Danish Apple Soup
Category
Soup & Stew
Servings
2 - 4 servings
Prep Time
30 minutes
Cook Time
1 hour
Author:
Melissa's Corporate Chefs
Ingredients
-
1½ pounds Cooking Apples
-
5 whole Cloves Water
-
1 tablespoon Lemon Juice
-
2 cup White Wine White Grape Juice or Water
-
2 tablespoons Cornstarch
-
2 tablespoons Curry Powder
-
½ cup Whipped Cream
-
3 tablespoons Sugar
-
1 teaspoon Butter
-
⅛ teaspoon Salt
Directions
Wash and peel apples, reserving the peel.
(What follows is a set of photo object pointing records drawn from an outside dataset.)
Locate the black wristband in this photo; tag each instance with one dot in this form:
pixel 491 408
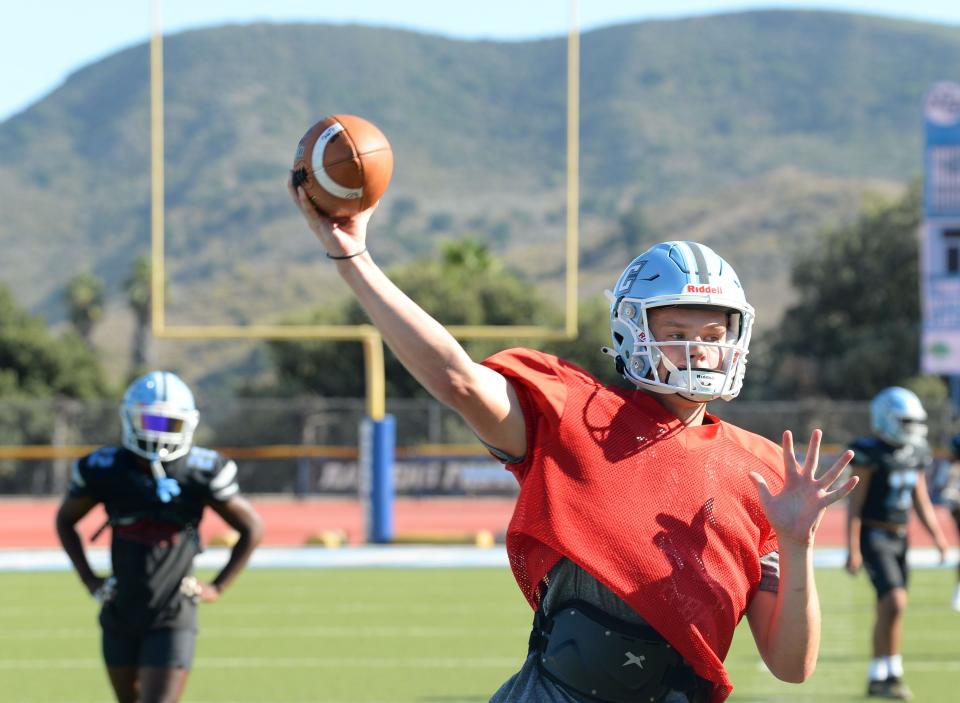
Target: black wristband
pixel 348 256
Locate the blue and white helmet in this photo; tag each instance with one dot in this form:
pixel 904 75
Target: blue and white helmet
pixel 897 417
pixel 677 274
pixel 158 416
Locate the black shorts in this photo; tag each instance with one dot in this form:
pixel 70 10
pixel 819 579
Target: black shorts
pixel 884 558
pixel 164 649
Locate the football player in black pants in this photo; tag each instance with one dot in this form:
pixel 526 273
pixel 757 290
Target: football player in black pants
pixel 154 488
pixel 891 466
pixel 951 498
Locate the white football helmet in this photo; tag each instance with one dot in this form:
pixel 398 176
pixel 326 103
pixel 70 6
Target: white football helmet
pixel 679 274
pixel 897 417
pixel 159 417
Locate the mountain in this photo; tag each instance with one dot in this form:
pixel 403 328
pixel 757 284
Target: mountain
pixel 747 131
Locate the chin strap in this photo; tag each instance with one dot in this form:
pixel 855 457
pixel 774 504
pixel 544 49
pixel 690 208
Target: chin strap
pixel 167 488
pixel 693 384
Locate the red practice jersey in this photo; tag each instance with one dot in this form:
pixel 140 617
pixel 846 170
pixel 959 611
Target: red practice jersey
pixel 666 516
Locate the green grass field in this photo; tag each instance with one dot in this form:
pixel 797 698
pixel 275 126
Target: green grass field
pixel 426 636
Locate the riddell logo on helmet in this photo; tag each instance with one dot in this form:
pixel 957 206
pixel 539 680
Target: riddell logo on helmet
pixel 691 288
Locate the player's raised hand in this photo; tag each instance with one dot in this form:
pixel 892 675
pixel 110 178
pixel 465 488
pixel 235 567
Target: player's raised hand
pixel 340 236
pixel 796 511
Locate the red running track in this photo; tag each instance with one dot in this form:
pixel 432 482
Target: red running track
pixel 28 523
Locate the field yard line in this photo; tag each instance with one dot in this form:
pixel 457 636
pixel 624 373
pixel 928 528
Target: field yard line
pixel 373 556
pixel 259 632
pixel 374 662
pixel 291 663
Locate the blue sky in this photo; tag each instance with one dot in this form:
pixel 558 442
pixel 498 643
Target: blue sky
pixel 42 42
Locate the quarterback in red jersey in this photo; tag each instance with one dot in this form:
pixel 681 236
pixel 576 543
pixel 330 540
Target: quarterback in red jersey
pixel 645 527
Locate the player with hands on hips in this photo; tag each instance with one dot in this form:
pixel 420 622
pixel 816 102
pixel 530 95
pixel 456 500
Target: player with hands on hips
pixel 154 487
pixel 640 514
pixel 891 466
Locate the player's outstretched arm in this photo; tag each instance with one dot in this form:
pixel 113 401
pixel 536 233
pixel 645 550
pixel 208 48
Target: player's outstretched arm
pixel 240 515
pixel 928 515
pixel 483 397
pixel 786 627
pixel 71 511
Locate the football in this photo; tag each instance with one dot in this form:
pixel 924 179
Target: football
pixel 344 164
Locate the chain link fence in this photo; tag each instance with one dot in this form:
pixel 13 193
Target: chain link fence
pixel 319 437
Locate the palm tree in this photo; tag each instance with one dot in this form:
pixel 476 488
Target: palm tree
pixel 137 288
pixel 84 299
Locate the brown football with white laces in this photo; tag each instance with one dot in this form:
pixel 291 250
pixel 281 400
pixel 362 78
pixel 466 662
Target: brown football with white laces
pixel 344 164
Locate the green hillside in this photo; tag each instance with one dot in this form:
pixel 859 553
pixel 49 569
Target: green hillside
pixel 748 131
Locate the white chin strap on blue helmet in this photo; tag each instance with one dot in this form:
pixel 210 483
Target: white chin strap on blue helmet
pixel 898 417
pixel 158 416
pixel 677 274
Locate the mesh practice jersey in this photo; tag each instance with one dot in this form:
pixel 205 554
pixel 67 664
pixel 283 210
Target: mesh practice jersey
pixel 664 515
pixel 155 529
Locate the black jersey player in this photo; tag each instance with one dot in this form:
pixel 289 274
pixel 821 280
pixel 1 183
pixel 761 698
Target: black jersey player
pixel 154 488
pixel 891 465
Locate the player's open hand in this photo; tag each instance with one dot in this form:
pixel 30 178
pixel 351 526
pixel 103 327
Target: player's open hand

Immediately combine the peelings, cloves and water to cover in a large saucepan.
Over medium-low heat, simmer 30 minutes. While the peelings simmer, core and slice apples. Sprinkle with lemon juice to prevent darkening.
Place a sieve over a medium bowl. Pour peeling mixture into a sieve.
Discard the peelings and the cloves, and return the broth to the saucepan.
Add the apple slices and 2 cups of wine or other liquid. Simmer over low heat 30 minutes or until apples are tender.
Puree the apple mixture in a blender, adding the cornstarch and curry powder during the processing.
Pour the pureed mixture into the saucepan. Stir in the cream, sugar, butter and salt.
Bring to a gentle boil over medium heat. Cook and stir until thickened. Serve hot.